The Board disagreed and allowed the defendants’ appeal.  The Board identified three possible analyses:

1.                   The arbitration clause, on its true interpretation, required any dispute, if it was to be pursued at all, to be submitted to arbitration.

2.                  The arbitration clause conferred an option, leaving a party free to commence court proceedings, but the option could be exercised by the other party commencing an arbitration.

3.                  The arbitration clause conferred an option, as in 2 above, but the defendant to the court proceedings could exercise the option by simply requiring the claimant to submit the dispute to arbitration, whether by an unequivocal request to that effect or by applying for a stay of the court proceedings.

The Board considered an extensive array of authority before concluding that analysis 1 should be rejected: if the parties had intended to make arbitration the exclusive means of dispute resolution they would have used mandatory language, such as “shall”.  The parties had used the word “may”, which created an option, such that either party could elect to have a dispute referred to arbitration.  The case law of England, Canada and Singapore consistently pointed to such wording creating merely an option to refer disputes to arbitration, rather than requiring arbitration to the exclusion of other dispute resolution mechanisms.  Although US decisions did not all point in the same direction, those arising from a commercial context also supported that conclusion.

The Board also rejected analysis 2.  The Board noted that, in some cases, a requirement that the option be exercised by commencing arbitration might require a party to file a claim that sought no positive relief, and would also involve that party incurring expense in the form of arbitration fees, which the Board saw as potentially constituting a substantial obstacle.

The Board accordingly preferred analysis 3.  An unequivocal election by one party that the dispute should be submitted to arbitration was sufficient to bring the situation within section 6(2), at which point the court was required to stay the court proceedings.  If the party so electing did not itself commence an arbitration, the opposing party (the litigation claimant) would need to do so in order to have the dispute resolved.  The Board considered that requiring the claimant to do so was consistent with the mutual obligation of co-operation owed by parties to an agreement to arbitrate.

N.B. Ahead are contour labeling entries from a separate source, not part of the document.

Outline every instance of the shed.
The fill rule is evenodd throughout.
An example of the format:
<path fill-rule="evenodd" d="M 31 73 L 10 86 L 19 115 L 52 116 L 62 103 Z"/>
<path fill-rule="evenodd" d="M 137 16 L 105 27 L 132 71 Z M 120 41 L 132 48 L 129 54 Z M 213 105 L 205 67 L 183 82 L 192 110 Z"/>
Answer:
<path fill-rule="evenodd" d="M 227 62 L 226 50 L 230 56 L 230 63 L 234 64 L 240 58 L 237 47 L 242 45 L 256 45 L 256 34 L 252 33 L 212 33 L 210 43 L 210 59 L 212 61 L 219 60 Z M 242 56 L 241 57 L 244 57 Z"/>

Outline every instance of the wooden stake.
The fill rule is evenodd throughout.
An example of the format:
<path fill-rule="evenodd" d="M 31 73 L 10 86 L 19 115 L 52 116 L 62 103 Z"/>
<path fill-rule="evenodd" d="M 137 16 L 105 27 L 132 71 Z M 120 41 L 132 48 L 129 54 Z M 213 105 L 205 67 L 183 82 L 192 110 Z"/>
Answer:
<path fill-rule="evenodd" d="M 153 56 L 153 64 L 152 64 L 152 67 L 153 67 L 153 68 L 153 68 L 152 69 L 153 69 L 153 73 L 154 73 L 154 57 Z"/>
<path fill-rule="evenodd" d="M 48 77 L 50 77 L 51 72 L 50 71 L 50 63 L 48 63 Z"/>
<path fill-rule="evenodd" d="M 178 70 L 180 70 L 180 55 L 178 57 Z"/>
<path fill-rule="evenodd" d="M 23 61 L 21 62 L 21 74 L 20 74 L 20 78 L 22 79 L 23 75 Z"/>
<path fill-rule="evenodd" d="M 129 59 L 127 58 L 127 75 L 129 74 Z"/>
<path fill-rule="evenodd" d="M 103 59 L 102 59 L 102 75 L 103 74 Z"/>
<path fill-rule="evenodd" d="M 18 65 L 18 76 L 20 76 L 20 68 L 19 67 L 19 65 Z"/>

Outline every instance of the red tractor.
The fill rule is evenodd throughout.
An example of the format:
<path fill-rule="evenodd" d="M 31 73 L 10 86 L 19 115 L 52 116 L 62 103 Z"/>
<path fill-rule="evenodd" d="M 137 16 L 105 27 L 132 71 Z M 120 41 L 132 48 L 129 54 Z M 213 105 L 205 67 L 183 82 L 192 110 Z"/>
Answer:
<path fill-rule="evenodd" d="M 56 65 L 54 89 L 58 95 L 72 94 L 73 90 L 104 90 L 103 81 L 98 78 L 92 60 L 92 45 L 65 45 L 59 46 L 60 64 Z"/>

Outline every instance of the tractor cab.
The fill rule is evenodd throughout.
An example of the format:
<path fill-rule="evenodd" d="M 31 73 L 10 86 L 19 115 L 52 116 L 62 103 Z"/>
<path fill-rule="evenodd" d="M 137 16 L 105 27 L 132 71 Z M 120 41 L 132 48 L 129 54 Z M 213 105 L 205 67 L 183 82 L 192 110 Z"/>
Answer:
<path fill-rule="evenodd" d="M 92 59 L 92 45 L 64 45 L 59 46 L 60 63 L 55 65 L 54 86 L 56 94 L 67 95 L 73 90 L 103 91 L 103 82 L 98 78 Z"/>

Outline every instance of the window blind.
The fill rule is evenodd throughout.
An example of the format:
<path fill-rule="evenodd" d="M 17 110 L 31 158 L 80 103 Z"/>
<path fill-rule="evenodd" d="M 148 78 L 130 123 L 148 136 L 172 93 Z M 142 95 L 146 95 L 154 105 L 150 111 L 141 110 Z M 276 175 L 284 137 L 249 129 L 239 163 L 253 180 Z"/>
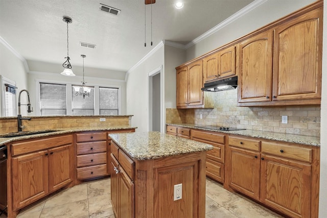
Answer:
<path fill-rule="evenodd" d="M 75 87 L 82 90 L 82 86 L 72 86 L 72 113 L 73 115 L 94 115 L 94 87 L 88 86 L 91 89 L 89 96 L 77 95 Z"/>
<path fill-rule="evenodd" d="M 40 115 L 66 115 L 66 85 L 40 83 Z"/>
<path fill-rule="evenodd" d="M 99 87 L 100 115 L 118 115 L 119 112 L 119 89 Z"/>

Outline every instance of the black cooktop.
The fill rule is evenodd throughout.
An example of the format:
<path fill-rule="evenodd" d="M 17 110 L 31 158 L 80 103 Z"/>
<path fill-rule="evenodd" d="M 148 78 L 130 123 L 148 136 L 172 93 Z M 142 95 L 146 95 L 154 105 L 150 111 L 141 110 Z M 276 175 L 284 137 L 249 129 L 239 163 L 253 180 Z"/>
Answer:
<path fill-rule="evenodd" d="M 245 129 L 242 128 L 236 128 L 233 127 L 216 127 L 214 126 L 195 126 L 194 127 L 197 127 L 199 128 L 208 129 L 214 130 L 222 130 L 222 131 L 235 131 L 235 130 L 244 130 Z"/>

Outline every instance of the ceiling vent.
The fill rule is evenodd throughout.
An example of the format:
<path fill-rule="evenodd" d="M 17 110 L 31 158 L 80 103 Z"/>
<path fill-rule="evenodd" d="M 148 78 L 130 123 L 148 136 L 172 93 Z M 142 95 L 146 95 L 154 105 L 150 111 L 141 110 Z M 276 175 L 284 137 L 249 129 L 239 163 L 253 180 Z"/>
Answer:
<path fill-rule="evenodd" d="M 107 5 L 103 5 L 100 3 L 100 10 L 105 12 L 109 13 L 109 14 L 113 15 L 118 16 L 121 13 L 121 10 L 117 9 L 112 7 L 109 7 Z"/>
<path fill-rule="evenodd" d="M 95 49 L 96 46 L 97 46 L 96 45 L 94 44 L 90 44 L 86 42 L 80 42 L 80 45 L 82 47 L 89 47 L 90 49 Z"/>

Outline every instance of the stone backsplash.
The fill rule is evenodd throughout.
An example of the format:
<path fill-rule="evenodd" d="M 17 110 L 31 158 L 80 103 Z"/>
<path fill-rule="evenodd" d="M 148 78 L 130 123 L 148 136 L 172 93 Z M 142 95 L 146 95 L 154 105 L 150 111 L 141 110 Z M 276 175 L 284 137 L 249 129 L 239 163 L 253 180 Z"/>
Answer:
<path fill-rule="evenodd" d="M 320 136 L 320 105 L 237 107 L 237 90 L 215 92 L 214 109 L 166 109 L 166 123 L 237 127 Z M 202 114 L 203 118 L 200 118 Z M 282 116 L 288 123 L 282 123 Z"/>
<path fill-rule="evenodd" d="M 128 116 L 60 116 L 31 117 L 31 120 L 23 120 L 24 131 L 69 128 L 71 127 L 114 127 L 130 126 Z M 100 122 L 100 118 L 106 121 Z M 17 118 L 2 117 L 0 119 L 0 134 L 17 131 Z"/>

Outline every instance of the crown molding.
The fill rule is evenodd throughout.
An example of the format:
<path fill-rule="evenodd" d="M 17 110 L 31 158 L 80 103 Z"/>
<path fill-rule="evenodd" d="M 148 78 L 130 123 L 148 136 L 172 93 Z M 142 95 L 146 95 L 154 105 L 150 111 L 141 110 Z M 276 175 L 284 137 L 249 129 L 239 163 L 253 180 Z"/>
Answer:
<path fill-rule="evenodd" d="M 227 18 L 218 25 L 216 26 L 213 28 L 211 29 L 211 30 L 202 34 L 201 36 L 199 36 L 197 38 L 196 38 L 195 39 L 193 39 L 192 41 L 186 44 L 185 45 L 185 49 L 188 49 L 192 47 L 199 42 L 209 37 L 223 27 L 230 24 L 231 22 L 234 21 L 234 20 L 240 18 L 244 14 L 249 13 L 254 9 L 262 5 L 267 1 L 268 0 L 255 0 L 254 2 L 252 2 L 247 6 L 245 6 L 244 8 L 241 9 L 232 15 L 230 16 L 229 17 Z"/>
<path fill-rule="evenodd" d="M 12 54 L 14 54 L 16 57 L 17 57 L 22 62 L 24 68 L 26 72 L 29 72 L 30 69 L 29 65 L 27 64 L 27 62 L 24 57 L 21 56 L 17 51 L 15 50 L 11 45 L 10 45 L 3 37 L 0 36 L 0 43 L 3 44 L 8 50 L 9 50 Z"/>

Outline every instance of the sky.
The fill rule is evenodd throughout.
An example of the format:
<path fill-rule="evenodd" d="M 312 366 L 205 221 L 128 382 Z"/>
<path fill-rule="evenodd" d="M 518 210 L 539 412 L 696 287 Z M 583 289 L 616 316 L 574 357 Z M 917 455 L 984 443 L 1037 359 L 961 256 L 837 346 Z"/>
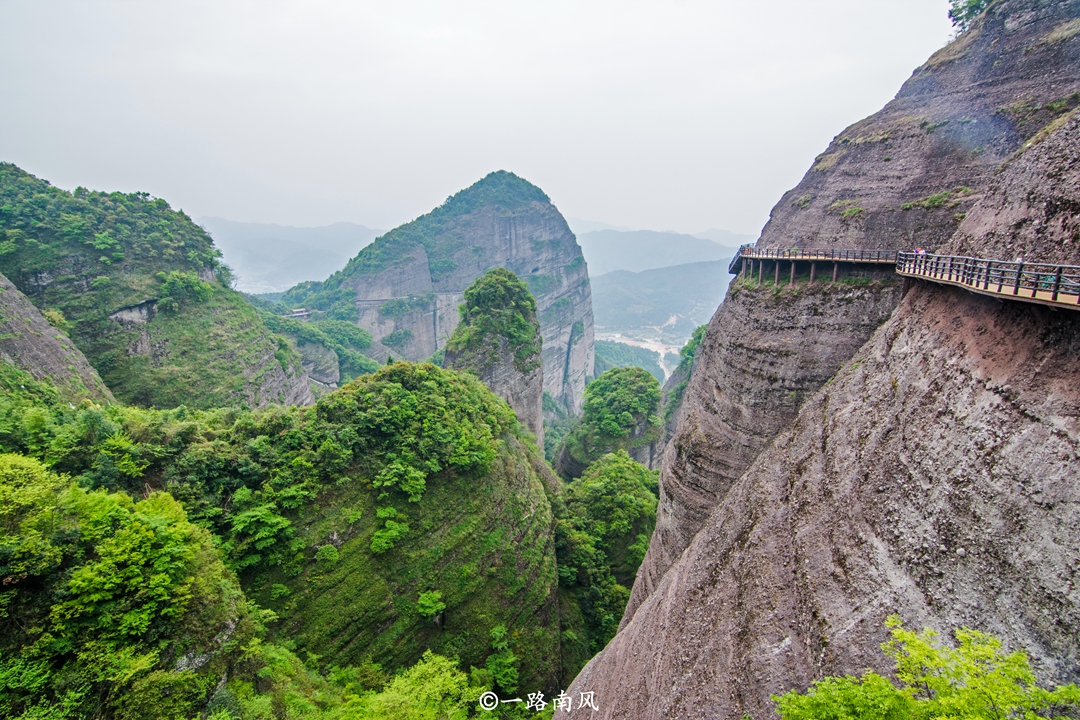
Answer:
<path fill-rule="evenodd" d="M 947 0 L 0 0 L 0 160 L 192 217 L 391 228 L 495 169 L 756 235 Z"/>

In light of the decision in Anzen it would be sensible for a would-be claimant, who prefers to litigate but is faced with an arbitration “option” similar to that in Anzen, to write a letter before action to the intended defendant, putting it on notice that a claim will be made, and requiring it to elect whether to invoke the arbitration option.  If the defendant, expressly or by conduct, represents that it will not invoke the option to arbitrate, and the claimant then incurs the cost of filing court proceedings, the defendant may be estopped from seeking a stay (by analogy with Re Value Discovery Partners LP (19 April 2013) BVIHCM (COM) 2013/0026).  Although the Anzen decision concerns section 6(2) of the Arbitration Ordinance, which has since been repealed by the BVI Arbitration Act 2013, it is unlikely that the outcome would have been any different had the case been considered under the 2013 Act, which (so far as relevant) gives effect to Article 8 of the UNCITRAL Model Law.   Article 8 provides: “A court before which an action is brought in a matter which is the subject of an arbitration agreement shall, if a party so requests not later than when submitting his first statement on the substance of the dispute, refer the parties to arbitration unless it finds that the agreement is null and void, inoperative or incapable of being performed.”  Section 18(4) of the 2013 Act states “Where the Court refers the parties in an action to arbitration, it shall make an order staying the legal proceedings in that action.”  A litigation defendant who is party to an arbitration agreement would therefore still be able to require a matter (assuming it falls within the scope of the arbitration agreement) to be submitted to arbitration, despite not having actually commenced arbitration proceedings.